Monday, April 11, 2011

A Picture Speaks a Thousand Words


The Civil Rights Movement was one of the most powerful movements in American history.

Many witnessed the movement through vivid and sometimes graphic photographs.Photography played a keyrole in the Civil Rights Movement.

Many of the photographs are on display at the Menil Collection. The Whole World Was Watching is curated
by Michelle White, associate curator at the Menil Collection.

This exhibition contains photographs from Civil Rights photographers Dan Budnik, Bruce L. Davidson, Elliot Erwitt,Leonard Freed, and Danny Lyon .

Some of the photos were given to the Menil Collection by Edmund Carpenter and Adelaide de Menil daughter of founders John and Dominique de Menil.

"I had to choose between 200 photographs to display in this exhibition" White said.

The title of the exhibition "The Whole World Was Watching" was a phrase adopted as a rallying cry for social change by political groups in the 1960's.


The Exhibition contains photos of black protesters being crushed with water hoses, civil rights leader Dr. Martin Luther King Jr, and police brutality of African Americans during that time.

The photographers in this exhibition were committed in showing the world what was happening in the south.

One photographer in particular stood out. That photographer was Danny Lyon a twenty year old student from the University of Chicago who wanted to come to the south and show the world the injustice that African Americans were suffering.

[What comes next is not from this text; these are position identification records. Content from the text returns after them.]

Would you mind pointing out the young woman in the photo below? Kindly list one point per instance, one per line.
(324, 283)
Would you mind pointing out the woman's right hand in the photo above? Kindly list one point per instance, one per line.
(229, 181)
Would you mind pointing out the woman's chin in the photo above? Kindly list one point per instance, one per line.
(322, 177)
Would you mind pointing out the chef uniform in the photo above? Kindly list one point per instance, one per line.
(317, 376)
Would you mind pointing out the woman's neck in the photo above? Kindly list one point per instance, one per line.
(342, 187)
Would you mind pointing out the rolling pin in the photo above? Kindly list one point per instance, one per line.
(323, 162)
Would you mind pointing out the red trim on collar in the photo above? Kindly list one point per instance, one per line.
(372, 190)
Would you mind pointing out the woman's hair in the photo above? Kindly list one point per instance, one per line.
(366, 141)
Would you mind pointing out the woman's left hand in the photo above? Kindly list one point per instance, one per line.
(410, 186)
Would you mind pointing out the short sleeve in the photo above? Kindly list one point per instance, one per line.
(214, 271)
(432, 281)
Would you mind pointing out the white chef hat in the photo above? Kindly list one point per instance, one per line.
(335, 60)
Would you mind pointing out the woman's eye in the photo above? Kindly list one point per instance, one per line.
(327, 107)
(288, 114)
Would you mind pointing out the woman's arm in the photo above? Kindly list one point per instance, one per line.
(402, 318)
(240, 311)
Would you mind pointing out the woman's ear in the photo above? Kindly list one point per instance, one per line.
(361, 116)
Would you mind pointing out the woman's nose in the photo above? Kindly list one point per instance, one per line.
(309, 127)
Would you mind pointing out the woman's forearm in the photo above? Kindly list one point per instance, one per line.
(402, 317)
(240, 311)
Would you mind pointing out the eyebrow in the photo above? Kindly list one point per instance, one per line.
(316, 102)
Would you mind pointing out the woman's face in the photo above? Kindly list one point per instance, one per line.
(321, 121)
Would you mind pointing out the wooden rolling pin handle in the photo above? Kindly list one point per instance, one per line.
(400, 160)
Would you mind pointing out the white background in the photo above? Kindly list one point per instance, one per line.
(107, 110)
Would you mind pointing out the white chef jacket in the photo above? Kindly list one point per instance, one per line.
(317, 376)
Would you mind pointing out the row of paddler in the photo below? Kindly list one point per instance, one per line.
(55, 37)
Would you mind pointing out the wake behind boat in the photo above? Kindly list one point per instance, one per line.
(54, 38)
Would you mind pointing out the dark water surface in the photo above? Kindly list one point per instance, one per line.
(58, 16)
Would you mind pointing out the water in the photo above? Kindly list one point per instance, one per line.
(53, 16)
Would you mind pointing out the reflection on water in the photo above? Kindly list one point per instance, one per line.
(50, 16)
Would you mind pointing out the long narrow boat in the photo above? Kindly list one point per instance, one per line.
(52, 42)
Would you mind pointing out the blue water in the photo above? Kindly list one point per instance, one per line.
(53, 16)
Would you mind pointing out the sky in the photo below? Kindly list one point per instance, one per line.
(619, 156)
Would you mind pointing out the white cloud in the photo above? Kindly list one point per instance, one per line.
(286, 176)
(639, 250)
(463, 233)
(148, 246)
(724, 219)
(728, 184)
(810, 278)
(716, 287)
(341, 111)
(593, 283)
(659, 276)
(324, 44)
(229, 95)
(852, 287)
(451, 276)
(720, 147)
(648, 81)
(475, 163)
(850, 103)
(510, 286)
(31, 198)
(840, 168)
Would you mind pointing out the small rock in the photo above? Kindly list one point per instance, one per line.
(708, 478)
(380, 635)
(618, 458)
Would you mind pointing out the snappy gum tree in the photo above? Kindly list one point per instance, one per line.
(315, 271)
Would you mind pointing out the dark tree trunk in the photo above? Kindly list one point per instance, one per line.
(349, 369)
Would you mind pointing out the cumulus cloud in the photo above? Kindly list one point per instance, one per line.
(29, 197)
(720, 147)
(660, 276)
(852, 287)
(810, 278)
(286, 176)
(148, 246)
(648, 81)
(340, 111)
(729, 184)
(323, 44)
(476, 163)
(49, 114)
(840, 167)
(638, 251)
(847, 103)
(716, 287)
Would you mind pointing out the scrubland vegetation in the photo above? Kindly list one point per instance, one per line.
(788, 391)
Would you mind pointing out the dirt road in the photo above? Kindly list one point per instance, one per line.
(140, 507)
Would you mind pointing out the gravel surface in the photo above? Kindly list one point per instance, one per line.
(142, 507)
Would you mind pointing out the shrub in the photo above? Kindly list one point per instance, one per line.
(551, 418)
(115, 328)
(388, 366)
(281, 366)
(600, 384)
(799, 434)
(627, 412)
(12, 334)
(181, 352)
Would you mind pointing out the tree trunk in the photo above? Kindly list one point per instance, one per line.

"He described his experience as grabbing his camera getting on a bus and heading down south" White said.

"He was the staff photographer for the Student Nonviolent Coordinating Committee" White said.

The images displayed were being circulated in magazines and newspapers throughout the North. The most dramatic images came from those taken in Birmingham.

"Birmingham was known as Bombingham because of all the bombing taking place there" White said.

Images of policemen spraying the protesters with water hoses circulated like wild fire.

"When Dr. Martin Luther King Jr. saw the images of the protesters being sprayed with the water hoses he said it's amazing how something so beautiful can come out of something so horrible referring to the power of the image" White said.

The civil rights movement is similar to what is happening today in other countries.

"It's just like the oppressed people now standing up for what is right" White said.

One of the photographs in the exhibition is that of one taken by Dan Budnik. It is a photograph of a protester carrying an American Flag on the way to Selma while passing by a National Guardsman who salutes the flag.

"The reason the guardsman saluted the protester's flag was because he whipped it out as he was passing by so the guardsman had to salute it, usually if a protester had a flag the National Guardsmen would turn their backs to it" White said.

The Whole World Was Watching exhibition is on display from March 5-September 25,2011. A selection from the collection is also on display at the African American Library at the Gregory School, in Freedman's Town in the Fourth Ward.